Ringfort (Rath), Ballyogaha, Co. Cork
Co. Cork |
Ringforts
Most ringforts are simple enough in plan: a circular bank, a ditch, a gap for the entrance.
The rath at Ballyogaha in County Cork complicates that picture in ways that reward a closer look. Sitting on a natural terrace above a stream to the south, it commands a view north-west towards Caherdesert, and its layout, two concentric banks with a fosse between them, suggests a degree of investment in defence, or at least in status, that sets it apart from the more modest examples scattered across the Irish countryside.

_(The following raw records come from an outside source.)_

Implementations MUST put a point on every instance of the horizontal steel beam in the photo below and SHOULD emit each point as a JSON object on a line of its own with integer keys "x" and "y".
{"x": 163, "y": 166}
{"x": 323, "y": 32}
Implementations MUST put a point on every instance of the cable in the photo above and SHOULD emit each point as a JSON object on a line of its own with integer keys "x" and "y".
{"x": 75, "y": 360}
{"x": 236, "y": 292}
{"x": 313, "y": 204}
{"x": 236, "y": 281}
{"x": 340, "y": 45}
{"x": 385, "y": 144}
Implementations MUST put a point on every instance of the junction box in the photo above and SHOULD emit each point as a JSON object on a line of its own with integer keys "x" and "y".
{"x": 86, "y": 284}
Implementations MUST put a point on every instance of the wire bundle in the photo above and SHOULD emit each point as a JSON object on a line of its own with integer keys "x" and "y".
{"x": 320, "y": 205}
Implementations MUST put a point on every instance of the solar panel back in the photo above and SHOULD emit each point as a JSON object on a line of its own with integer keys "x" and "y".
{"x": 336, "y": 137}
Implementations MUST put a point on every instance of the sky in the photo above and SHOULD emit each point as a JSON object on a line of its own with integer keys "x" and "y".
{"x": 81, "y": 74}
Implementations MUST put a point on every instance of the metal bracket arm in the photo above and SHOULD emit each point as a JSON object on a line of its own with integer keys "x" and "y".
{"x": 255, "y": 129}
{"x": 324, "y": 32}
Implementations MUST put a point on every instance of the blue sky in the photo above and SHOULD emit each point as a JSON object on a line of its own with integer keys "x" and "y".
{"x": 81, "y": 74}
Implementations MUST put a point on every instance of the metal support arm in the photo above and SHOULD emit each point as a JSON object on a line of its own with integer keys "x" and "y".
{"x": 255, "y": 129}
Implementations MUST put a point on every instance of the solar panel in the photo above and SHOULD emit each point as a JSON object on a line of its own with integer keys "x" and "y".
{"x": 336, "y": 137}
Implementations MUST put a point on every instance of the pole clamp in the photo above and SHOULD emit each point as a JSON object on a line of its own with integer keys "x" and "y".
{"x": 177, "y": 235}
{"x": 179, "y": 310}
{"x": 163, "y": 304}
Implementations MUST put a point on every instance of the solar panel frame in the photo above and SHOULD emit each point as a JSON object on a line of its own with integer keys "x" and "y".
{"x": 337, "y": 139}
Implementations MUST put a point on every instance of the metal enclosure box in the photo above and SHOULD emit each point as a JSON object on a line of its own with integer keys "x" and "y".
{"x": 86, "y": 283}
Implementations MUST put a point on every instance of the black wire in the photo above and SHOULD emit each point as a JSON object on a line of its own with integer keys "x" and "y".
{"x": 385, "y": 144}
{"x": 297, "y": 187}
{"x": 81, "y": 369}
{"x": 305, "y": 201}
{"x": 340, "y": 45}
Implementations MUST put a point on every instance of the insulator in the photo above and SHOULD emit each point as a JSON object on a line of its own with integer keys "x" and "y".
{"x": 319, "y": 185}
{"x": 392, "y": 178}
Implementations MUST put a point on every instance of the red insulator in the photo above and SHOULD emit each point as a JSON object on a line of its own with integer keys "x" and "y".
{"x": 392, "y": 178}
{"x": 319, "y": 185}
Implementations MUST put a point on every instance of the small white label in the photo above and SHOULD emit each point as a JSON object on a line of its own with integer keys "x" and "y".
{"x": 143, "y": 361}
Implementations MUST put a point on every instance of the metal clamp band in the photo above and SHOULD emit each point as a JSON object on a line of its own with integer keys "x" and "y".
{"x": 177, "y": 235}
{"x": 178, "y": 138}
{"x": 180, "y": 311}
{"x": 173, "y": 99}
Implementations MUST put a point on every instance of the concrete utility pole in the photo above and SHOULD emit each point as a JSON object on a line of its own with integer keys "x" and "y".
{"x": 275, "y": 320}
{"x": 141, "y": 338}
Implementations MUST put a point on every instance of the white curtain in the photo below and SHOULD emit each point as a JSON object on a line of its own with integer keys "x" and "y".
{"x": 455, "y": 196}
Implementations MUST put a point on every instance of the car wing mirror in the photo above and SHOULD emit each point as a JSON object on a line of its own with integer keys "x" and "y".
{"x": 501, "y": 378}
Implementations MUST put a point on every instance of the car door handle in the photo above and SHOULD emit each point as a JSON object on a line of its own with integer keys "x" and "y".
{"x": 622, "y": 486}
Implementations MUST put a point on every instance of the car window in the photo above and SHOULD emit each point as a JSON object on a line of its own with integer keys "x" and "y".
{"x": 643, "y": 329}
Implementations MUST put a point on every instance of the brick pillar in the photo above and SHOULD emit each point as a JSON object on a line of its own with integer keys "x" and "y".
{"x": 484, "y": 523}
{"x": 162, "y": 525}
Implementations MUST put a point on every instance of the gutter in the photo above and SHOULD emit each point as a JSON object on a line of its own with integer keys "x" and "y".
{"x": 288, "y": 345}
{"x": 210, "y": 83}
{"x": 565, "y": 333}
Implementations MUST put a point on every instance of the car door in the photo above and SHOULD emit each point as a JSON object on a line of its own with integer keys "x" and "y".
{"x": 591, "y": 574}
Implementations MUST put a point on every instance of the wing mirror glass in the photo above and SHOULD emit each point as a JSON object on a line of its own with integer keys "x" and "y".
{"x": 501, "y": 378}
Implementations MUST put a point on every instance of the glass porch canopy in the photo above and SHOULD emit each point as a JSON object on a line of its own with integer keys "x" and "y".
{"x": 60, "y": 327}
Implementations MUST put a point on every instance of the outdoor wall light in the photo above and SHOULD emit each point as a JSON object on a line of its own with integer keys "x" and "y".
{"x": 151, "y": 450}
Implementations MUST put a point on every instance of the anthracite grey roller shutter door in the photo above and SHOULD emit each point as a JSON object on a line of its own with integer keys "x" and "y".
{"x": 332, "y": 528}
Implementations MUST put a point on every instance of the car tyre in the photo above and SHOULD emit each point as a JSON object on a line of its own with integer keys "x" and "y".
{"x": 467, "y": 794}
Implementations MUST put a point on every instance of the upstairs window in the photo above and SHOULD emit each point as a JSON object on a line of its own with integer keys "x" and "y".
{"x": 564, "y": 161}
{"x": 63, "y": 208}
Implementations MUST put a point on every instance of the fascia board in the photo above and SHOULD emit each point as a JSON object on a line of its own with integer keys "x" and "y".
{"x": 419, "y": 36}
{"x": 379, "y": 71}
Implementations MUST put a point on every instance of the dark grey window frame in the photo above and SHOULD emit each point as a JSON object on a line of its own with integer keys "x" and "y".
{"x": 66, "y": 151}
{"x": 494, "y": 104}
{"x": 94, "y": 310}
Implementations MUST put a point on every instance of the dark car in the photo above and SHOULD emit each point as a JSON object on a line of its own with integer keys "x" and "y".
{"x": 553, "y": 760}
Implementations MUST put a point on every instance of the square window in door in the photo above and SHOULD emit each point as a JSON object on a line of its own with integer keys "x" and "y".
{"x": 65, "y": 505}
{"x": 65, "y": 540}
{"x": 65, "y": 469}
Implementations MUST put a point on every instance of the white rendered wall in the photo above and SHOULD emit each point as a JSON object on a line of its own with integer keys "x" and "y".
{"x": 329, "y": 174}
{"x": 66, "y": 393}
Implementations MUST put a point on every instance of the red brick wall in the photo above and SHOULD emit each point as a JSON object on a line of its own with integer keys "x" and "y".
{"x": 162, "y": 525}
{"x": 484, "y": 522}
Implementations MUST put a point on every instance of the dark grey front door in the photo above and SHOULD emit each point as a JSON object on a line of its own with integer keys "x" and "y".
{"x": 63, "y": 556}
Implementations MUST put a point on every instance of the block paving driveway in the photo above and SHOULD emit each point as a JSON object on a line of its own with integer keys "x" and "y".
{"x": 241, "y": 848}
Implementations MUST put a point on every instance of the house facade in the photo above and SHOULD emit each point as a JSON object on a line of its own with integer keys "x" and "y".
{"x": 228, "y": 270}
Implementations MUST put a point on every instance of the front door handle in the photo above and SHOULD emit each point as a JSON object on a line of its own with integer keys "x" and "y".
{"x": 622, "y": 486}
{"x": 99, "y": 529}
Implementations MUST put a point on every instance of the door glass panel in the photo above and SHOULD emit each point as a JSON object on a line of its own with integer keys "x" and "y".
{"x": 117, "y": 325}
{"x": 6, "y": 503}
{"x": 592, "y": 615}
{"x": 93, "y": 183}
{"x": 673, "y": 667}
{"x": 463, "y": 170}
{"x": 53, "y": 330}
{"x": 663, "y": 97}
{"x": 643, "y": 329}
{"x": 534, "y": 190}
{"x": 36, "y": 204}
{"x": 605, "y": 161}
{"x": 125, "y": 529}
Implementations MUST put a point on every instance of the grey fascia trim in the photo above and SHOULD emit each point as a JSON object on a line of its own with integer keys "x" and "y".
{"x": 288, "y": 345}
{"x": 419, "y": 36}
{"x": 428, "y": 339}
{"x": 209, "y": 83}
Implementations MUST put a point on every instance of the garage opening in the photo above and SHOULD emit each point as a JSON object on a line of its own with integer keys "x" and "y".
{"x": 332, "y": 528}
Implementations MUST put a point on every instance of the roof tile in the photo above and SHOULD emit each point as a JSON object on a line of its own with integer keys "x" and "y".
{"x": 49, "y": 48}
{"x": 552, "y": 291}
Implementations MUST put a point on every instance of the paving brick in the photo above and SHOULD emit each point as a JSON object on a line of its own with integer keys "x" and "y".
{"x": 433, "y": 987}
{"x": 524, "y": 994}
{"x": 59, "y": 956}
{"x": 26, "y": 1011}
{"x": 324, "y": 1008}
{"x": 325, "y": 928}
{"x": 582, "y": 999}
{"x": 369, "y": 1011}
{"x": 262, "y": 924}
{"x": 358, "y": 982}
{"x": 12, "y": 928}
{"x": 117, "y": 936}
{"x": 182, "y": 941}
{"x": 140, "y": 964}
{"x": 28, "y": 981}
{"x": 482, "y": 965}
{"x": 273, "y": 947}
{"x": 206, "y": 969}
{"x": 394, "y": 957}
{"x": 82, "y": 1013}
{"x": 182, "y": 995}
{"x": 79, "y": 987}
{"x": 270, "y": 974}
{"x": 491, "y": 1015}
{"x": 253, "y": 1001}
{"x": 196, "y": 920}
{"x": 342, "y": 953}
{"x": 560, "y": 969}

Ringforts, sometimes called raths when they are earthen rather than stone-built, were the dominant form of rural enclosure in early medieval Ireland, typically serving as farmsteads for a single family and their livestock. This example measures roughly 33 metres north to south and 39 metres east to west, making it a reasonably substantial enclosure. The inner bank, which stands about 1.6 metres high and has a stone core running through it, is the more substantial of the two; the outer bank, reaching around a metre in height, runs from the north-west to the south-east. Between them lies a fosse, a defensive ditch, shallow now at around 0.3 metres but still legible in the ground. The entrance faces south-south-east and is reached by a causeway across the fosse, with a radial bank along its eastern side connecting the inner and outer banks. Inside, the ground is saucer-shaped, hollowed slightly at the centre and terraced around the base of the inner bank, with a faint depression running inward from the entrance, possibly the trace of an old path or drainage feature.